Last night I was offered the choice between getting high and going to the NA camp out and I chose the camp out without even thinking.  I was even kind of offended that someone would want to get high with me.  But who am I kidding.  If it weren't for the camp out, I'd be high right now.  Still kinda wish I could go to the camp out AND get high, but that's the addict in me poking it's ugly little head.  I think I shall name my addict and his name shall be Dickie!  Now I have Manny and Dickie fighting for control of this distorted mind of mine, but I will WIN!
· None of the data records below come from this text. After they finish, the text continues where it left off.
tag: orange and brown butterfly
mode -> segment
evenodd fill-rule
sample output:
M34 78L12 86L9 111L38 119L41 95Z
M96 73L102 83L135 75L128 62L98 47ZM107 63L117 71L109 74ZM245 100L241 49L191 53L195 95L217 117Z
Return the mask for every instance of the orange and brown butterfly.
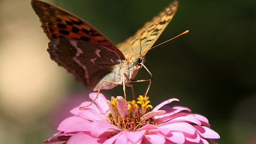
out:
M52 60L67 69L86 87L98 90L98 94L101 89L123 85L126 98L125 86L132 88L129 84L132 81L150 81L146 95L152 75L143 64L145 56L173 17L178 3L172 3L134 35L116 45L69 12L40 0L32 0L31 5L44 32L50 40L47 51ZM143 66L151 78L134 80Z

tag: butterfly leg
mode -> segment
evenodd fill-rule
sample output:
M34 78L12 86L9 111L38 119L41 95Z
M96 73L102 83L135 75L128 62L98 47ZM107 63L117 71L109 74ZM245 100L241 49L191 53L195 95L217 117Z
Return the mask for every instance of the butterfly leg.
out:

On a personal not to my Kiwi Princess (hope that name doesn't offended, btwz) I looked up the weather in Dunedin and you live in a temperate paradise!  I grew up on the Oregon Coast  and I hate the hot weather where I am.  It's only 9:00 AM right now and it's already almost 80 degrees . . . Celsius (jk!) you do the conversion.  But it's fucking hot and it's going to be over 100 where I'm camping.  Thank God for swimming.  Thanks Jamie for being my #1 fan!

Saturday, June 13, 2015

9 days

So I knew I'd never be able to keep up the lie.  I went to an NA meeting and confessed my relapse, though my family still doesn't know about it.  You'd thing that when I stop bragging about my sobriety they'd realize that I'd relapsed.  There's a lot of signs that I think they should pick up on, but they don't.  Anyways, I'm trapped in self pity and I was told to make a gratitude list so here I am. 

1. The air in my lungs
2. The food in my belly
3. My limited sobriety
4. Nicotine
5. The family pet
6. Sleep
7. My 90's pop station on Pandora
8. Caffeine
9. My Blog
10.  The only fan of my blog and Kiwi Princess, Jamie.

Thursday, June 4, 2015

51 days clean . . .

So I relapsed, no surprise there.  But I'm going to pretend I didn't.  I like NA, I love the people and the self improvement, but I also kinda like getting high once in a while.  So I'm not going to tell anyone about what I did last night.  I'm going to keep my clean date and I'm not going to tell my sponsor or anyone at NA.  It'll be like last night never happened.  I'm going to try to forget it and there will be no consequences.  I don't know why I'm being honest here.  I suppose because no one except my Kiwi Princess reads this blog so there's no shame in being honest here.  I know I may have an attack of conscience and confess to people late, but as of right now my plan is to pretend it never happened.  And I won't feel guilty about it either.  I will be a member of NA who occasionally uses when no one's around.  No big deal.